Fostering this kind of environment for our kids is actually pretty straight-forward, Delahooke tells Scary Mommy. What you want to focus on are the little (and big) things that bring your child a sense of happiness and well-being, and then making sure to take time out of your busy life in order to incorporate those things into your daily lives.
“Joyful interactions with your child promote feelings of safety and security in the brain and body of both parent and child,” Delahooke explains to Scary Mommy. “The best way to do this is to follow your child’s lead to see what she finds joyful, and it can be as simple as taking a walk or sitting with your child and noticing what captures her attention. Then go for the smiles, giggles and other expressions that signal mutual joy. It’s so simple yet so profound.”
It truly is the simplest thing—and yet, I know that for many of us, it isn’t always easy to incorporate one more thing into our busy lives. If we have more than one child, the idea of spending one-on-one time with one of our children—just focusing on them—seems like an impossibility.

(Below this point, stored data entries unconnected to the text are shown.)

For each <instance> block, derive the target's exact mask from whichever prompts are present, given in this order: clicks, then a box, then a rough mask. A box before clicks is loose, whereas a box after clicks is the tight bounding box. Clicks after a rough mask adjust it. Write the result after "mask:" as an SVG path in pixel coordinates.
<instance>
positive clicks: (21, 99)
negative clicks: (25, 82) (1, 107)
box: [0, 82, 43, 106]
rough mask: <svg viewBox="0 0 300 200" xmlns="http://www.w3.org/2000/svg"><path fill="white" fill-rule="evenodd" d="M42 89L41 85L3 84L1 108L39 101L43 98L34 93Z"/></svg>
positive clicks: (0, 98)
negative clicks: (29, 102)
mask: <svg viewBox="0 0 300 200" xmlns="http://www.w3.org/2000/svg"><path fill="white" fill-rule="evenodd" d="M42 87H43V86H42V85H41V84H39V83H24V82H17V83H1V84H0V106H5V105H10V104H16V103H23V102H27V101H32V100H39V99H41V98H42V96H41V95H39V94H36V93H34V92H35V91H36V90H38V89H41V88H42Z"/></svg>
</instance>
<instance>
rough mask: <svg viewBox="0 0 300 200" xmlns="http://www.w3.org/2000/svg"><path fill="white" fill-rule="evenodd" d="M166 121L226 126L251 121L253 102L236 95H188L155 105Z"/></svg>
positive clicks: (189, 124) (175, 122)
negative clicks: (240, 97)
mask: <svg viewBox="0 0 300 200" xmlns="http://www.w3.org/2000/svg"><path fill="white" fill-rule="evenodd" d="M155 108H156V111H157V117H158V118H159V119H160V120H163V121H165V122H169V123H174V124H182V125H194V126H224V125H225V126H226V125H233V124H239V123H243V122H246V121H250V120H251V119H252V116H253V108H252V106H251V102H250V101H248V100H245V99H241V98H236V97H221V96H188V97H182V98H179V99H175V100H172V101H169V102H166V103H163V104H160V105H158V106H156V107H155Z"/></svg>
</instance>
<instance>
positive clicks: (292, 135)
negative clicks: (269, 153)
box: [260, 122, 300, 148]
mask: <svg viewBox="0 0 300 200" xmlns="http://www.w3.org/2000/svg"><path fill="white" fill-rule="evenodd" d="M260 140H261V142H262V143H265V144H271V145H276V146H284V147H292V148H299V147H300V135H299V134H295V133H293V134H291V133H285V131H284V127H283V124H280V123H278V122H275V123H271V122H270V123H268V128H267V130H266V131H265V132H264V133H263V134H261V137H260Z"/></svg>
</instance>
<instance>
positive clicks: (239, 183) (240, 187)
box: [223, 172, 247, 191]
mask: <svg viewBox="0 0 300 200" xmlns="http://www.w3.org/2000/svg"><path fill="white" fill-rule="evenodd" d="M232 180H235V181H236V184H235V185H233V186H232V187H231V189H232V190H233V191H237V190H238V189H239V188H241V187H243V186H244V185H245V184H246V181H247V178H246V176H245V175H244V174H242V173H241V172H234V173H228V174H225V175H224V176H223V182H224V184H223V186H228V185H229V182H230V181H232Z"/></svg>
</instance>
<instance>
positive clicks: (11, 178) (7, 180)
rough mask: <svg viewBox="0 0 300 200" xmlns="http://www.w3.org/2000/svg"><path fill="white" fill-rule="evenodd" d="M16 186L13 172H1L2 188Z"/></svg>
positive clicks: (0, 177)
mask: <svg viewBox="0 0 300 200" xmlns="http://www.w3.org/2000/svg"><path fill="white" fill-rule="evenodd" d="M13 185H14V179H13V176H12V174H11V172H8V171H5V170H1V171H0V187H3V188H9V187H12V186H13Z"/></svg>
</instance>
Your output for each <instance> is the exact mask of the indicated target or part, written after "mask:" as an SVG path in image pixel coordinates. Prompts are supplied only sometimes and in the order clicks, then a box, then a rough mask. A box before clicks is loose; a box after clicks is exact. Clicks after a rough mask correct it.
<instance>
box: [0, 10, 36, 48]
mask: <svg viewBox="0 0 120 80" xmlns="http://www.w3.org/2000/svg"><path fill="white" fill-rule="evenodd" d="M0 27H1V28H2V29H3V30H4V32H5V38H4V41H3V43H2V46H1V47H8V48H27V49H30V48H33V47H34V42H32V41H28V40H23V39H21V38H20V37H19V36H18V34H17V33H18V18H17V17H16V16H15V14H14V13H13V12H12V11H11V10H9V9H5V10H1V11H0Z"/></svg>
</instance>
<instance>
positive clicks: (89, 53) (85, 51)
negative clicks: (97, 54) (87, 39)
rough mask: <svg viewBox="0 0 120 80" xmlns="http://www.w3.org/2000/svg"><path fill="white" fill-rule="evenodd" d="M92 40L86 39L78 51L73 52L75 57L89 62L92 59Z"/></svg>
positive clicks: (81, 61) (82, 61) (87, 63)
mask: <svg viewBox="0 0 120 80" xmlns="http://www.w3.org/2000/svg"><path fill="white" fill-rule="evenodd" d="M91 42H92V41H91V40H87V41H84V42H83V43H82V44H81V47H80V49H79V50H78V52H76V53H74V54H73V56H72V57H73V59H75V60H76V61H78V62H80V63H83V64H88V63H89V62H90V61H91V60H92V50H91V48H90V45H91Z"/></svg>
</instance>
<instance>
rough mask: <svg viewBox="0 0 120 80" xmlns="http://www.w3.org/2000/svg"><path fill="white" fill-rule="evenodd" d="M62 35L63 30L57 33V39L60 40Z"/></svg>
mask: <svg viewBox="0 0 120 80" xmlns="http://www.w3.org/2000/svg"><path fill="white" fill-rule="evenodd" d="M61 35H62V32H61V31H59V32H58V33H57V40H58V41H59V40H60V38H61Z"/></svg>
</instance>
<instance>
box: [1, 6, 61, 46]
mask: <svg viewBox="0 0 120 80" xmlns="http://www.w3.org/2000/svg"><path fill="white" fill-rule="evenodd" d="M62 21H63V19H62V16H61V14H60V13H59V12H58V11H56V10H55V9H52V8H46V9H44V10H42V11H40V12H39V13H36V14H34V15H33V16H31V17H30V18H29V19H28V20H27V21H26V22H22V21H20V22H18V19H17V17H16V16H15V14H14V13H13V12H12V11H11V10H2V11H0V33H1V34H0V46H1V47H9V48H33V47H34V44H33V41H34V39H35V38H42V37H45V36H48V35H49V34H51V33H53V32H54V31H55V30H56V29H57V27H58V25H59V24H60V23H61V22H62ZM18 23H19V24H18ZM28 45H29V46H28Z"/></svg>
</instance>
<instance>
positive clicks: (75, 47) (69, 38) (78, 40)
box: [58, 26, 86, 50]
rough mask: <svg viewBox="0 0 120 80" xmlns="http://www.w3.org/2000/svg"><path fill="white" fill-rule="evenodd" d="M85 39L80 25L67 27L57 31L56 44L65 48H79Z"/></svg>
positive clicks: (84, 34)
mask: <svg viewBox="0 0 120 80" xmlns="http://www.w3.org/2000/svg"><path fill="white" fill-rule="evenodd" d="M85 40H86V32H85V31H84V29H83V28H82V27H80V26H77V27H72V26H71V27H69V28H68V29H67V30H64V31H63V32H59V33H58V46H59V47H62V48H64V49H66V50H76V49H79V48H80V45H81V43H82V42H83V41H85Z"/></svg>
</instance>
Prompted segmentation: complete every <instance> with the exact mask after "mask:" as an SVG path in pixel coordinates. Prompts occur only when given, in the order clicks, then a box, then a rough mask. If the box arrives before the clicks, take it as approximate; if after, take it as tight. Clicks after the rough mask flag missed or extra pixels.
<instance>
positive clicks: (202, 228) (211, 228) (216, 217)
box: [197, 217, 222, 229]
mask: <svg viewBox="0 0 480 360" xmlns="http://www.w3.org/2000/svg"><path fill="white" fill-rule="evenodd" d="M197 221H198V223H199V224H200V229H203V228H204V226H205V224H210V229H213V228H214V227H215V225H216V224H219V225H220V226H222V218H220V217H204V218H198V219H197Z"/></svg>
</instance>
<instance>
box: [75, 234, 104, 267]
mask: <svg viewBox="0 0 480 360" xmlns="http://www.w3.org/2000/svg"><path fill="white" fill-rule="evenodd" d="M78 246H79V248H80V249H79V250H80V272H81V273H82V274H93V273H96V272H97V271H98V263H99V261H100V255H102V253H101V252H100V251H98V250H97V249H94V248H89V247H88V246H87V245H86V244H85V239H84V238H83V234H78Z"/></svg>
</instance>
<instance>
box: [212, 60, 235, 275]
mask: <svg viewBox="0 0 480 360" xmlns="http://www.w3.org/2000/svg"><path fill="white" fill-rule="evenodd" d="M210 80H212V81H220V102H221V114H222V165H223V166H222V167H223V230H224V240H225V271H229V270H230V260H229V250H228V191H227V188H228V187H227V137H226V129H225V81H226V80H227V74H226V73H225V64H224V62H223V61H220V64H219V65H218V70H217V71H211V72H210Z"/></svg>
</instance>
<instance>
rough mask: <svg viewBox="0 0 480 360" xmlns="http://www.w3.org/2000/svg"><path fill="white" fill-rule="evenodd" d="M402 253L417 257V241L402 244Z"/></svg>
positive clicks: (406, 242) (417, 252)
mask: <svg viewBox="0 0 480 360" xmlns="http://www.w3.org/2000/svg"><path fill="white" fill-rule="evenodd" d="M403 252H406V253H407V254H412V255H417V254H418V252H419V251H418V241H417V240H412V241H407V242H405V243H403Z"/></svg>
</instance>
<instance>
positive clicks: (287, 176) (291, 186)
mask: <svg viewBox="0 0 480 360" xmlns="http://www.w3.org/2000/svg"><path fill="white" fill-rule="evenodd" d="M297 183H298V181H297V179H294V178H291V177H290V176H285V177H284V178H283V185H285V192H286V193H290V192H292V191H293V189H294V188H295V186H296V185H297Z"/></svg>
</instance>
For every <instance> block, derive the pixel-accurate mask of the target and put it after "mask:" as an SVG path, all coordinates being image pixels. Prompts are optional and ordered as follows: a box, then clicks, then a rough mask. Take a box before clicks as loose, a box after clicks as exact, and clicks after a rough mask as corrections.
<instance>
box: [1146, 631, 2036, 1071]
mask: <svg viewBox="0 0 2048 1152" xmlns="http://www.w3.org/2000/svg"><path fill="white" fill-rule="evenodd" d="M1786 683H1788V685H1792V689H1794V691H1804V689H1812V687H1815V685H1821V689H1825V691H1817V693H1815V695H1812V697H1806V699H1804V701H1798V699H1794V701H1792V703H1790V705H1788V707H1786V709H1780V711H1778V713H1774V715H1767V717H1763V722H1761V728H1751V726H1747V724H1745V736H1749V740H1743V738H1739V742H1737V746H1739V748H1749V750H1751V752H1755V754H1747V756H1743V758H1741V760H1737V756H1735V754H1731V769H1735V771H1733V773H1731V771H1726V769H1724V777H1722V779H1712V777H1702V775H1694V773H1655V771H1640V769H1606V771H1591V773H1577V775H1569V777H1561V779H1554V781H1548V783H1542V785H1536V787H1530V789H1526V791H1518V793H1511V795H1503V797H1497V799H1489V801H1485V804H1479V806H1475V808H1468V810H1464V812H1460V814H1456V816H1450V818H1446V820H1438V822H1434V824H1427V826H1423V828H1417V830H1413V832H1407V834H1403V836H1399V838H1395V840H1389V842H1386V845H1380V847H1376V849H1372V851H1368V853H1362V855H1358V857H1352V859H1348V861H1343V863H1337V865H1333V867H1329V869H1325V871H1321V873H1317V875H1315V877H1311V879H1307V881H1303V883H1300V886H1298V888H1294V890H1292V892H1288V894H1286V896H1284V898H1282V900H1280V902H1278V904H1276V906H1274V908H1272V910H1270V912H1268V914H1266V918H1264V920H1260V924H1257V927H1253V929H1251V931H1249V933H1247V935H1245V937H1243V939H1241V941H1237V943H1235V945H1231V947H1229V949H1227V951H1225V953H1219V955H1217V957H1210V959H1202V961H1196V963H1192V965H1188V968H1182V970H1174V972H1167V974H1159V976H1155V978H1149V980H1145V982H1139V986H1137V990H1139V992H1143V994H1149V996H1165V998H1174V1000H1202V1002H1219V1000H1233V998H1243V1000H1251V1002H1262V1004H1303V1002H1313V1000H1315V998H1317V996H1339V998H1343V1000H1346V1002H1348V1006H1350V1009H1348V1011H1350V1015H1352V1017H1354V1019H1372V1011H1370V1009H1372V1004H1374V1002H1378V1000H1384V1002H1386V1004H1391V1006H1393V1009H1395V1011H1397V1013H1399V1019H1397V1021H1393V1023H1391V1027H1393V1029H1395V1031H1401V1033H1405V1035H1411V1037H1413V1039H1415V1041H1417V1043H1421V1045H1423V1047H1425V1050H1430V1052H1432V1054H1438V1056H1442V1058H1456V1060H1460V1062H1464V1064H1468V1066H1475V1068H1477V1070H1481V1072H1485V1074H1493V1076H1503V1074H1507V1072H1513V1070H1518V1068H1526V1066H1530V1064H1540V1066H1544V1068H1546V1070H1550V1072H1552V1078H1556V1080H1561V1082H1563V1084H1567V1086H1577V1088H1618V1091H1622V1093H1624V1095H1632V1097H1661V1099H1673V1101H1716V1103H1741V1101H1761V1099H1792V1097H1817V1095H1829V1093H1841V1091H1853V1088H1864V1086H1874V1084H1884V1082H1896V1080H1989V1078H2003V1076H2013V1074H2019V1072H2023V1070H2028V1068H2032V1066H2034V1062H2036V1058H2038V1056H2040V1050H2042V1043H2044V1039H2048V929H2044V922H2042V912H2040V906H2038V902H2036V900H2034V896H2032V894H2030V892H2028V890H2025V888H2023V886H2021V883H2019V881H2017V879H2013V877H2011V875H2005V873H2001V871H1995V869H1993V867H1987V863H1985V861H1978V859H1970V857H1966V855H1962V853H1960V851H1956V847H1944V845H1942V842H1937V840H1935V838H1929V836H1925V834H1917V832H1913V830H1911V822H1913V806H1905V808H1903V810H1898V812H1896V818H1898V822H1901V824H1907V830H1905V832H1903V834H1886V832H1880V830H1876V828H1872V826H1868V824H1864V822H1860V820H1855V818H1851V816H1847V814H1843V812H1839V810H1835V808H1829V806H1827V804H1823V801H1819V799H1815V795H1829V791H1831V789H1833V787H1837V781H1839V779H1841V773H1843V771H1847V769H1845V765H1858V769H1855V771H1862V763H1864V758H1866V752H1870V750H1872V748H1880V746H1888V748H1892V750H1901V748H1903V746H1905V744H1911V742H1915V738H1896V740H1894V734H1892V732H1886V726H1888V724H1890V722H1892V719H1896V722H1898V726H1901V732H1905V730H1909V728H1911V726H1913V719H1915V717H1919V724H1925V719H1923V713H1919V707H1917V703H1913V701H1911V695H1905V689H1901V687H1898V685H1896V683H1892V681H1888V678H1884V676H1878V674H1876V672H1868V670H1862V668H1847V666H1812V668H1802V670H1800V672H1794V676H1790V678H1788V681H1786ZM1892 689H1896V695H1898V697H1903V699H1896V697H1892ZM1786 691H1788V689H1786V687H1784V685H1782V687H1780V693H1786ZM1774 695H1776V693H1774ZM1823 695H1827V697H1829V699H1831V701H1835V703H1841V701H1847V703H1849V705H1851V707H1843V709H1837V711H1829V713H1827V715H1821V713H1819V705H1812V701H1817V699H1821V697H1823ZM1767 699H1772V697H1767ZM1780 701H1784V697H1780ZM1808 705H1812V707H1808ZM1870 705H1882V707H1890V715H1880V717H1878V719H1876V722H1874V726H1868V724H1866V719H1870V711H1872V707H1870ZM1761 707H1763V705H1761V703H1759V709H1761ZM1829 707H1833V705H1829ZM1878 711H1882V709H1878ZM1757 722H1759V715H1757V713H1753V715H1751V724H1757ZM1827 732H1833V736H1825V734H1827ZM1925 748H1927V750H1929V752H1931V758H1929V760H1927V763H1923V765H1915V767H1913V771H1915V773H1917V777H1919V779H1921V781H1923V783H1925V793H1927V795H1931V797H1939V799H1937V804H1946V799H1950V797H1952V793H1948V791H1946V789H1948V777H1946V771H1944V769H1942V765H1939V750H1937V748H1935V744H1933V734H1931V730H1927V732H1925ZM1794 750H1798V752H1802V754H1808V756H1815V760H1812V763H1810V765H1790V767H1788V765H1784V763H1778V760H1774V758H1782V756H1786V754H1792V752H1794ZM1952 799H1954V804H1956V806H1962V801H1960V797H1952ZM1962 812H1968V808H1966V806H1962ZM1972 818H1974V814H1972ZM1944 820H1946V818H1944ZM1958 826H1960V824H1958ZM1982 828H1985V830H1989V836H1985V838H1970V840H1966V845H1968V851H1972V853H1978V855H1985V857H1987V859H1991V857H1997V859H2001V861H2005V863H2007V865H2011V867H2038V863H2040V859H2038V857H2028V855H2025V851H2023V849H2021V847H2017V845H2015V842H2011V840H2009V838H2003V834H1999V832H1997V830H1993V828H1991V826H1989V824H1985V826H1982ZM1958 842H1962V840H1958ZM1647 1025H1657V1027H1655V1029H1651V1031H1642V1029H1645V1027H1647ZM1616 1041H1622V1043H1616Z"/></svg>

I have personally found that simply setting an intention to be more present and gentle with my children—and thinking more consciously about how to make the environment of our home more peaceful and secure—can really make a difference. Really, we can all find a few extra minutes for cuddles on the couch, one more book, or a short walk in the rain puddles outside. Even just a few spare minutes of focused and joyful attention toward our kids can make a huge difference.
If we make an effort, we can all find moments for more secure contact, too–just within our everyday interactions with our children. Things like looking your children in the eyes when you speak to them, or taking the time to actually sit down on your child’s level when you have to have a “hard talk” with them can make them feel more grounded. Pay attention not just to the words you are saying, but how you say them. Put a gentle, safe hand on your child’s shoulder as you talk to them. All these things make a difference.
And if you find that your own stressors are so out of control that it is hard for you not to yell or rage at your children, then please get help (therapy, medication, or a combination of things—whatever works for you). It’s totally normal for parents to have times when they raise their voices at their kids (no parent is perfect), but if it becomes a chronic problem, or one that seems to contribute to stress for your children, then it’s time to address that within yourself so that you can create a more harmonious home for your child.
Most of all, we all need to recognize how very important it is that we nurture our children’s inner lives and their emotional worlds. We need to stop looking at the surface of our children’s behavior, but what is motivating it. We need to stop seeing our children as “bad” or “spoiled,” but as vulnerable children in need of a little extra TLC.
The beautiful thing is that we have the power to offer this to our kids. And it starts with a safe environment at home, and a secure and loving relationship with us.